C’è chi, specie in Italia, crede che Zelensky reciti quando afferma: “E’ iniziata la fase più sanguinosa della guerra”

 

E’ un attimo, quando il cannone tuona lontano, confondere chi in guerra è l’aggressore e chi è l’aggredito. Così, in una Italia dove il 31 maggio verrà posta la fiducia in aula sul ddl concorrenza e, se dovesse mancare, il governo andrà a casa e si tornerà alle urne con la guerra a “un tiro di schioppo”, c’è chi esce dalla maggioranza silenziosa dei finti equilibristi e dei pacifisti di vecchio e nuovo conio schierandosi apertamente dalla parte dell’invasore. Ci riferiamo a Silvio Berlusconi che a Napoli ha detto: “Credo che l’Europa debba fare una proposta comune di pace cercando di far accogliere agli ucraini le domande di Putin”. Ma quali sono le domande di Putin se non quelle annunciate nella notte fra il 23 e il 24 febbraio scorso nel dare via a “un’operazione speciale” in Ucraina per “smilitarizzare il Paese diventato servo dell’Occidente” e “proteggere il Donbass” avvertendo poi che ci saranno “conseguenze mai viste se qualcuno interferisse”? 

Al di là dell’uscita del patron di Forza Italia, che così ha calato la maschera per ragioni elettorali e fors’anche per ragioni di amicizia e di business con il rais russo, c’è però oggi, dopo tre mesi di guerra assassina, l’impotenza della politica, c’è l’assenza che pare affidi alle armi e solo alle armi l’unica possibilità di fermare il conflitto illudendosi di poterlo fare senza affrontare e senza sciogliere i motivi per cui questa guerra è iniziata. C’è chi, specie in Italia, crede che Zelensky reciti quando afferma: “E’ iniziata la fase più sanguinosa della guerra” magari non tanto per dubitare di quel che il presidente ucraino dice ma per ribadire che non c’è differenza con Putin e che quindi i due contendenti “pari sono” dimenticando, o facendo finta di dimenticare, appunto, chi è l’aggressore e chi l’aggredito.

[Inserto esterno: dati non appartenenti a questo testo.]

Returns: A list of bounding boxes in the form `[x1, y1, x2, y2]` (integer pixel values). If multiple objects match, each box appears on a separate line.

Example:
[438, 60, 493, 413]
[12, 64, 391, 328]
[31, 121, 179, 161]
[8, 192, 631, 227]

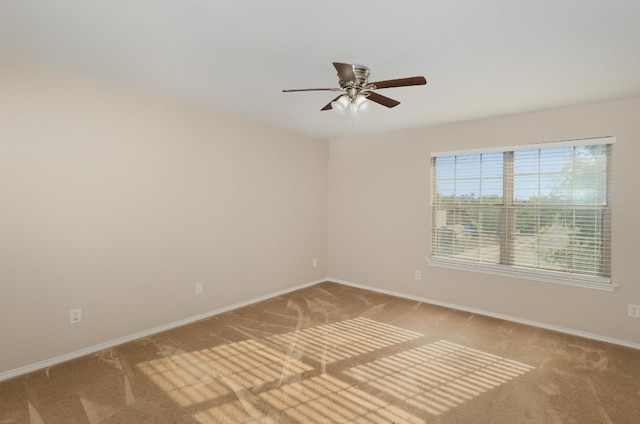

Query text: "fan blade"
[367, 91, 400, 108]
[282, 88, 342, 93]
[368, 77, 427, 90]
[320, 94, 343, 110]
[333, 62, 358, 83]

Ciò per superficialità e ingenuità, per malafede o per arroccamento ideologico: non si è oggi pro Russia come ai tempi della guerra fredda si era pro Urss intesa come “paradiso del proletariato” e baluardo della pace nel mondo, di certo si è sempre e comunque contro l’America ritenuta centro del capitalismo e dell’imperialismo e contro la Nato, intesa come braccio armato ad uso e consumo degli Usa. Gli ultimi sondaggi (Ipsos) dicono dell’incertezza e dello smarrimento degli italiani sulla guerra in Ucraina. Gli italiani sono incerti dividendosi quasi a metà: specificatamente sul nodo dell’invio di armi a Kiev il 46% non è d’accordo, mentre lo è il 44% e il 10% non si esprime. Dati che, sostanzialmente, riflettono le posizioni di chi è pro Russia e di chi è pro Ucraina più nella logica dei fan dello sport che dell’analisi politica. Il 64% degli italiani insiste nel chiedere comunque una trattativa con la Russia, unica via per far tacere le armi e arrivare alla pace.

Solo il 25% crede che l’unica possibilità per porre termine al conflitto in corso sia quella della sconfitta militare della Russia. Comunque, stando a questi sondaggi, oggi le maggiori preoccupazioni degli italiani sono l’aumento dei prezzi e la disoccupazione, come se le questioni economiche siano variabili indipendenti dal contesto generale internazionale e non subiscano il rimbalzo negativo dovuto da un terremoto qual è una guerra come quella in corso da oramai tre mesi fra Russia e Ucrainia e di cui nessuno sa quanto e come finirà. Qui siamo. In un ginepraio.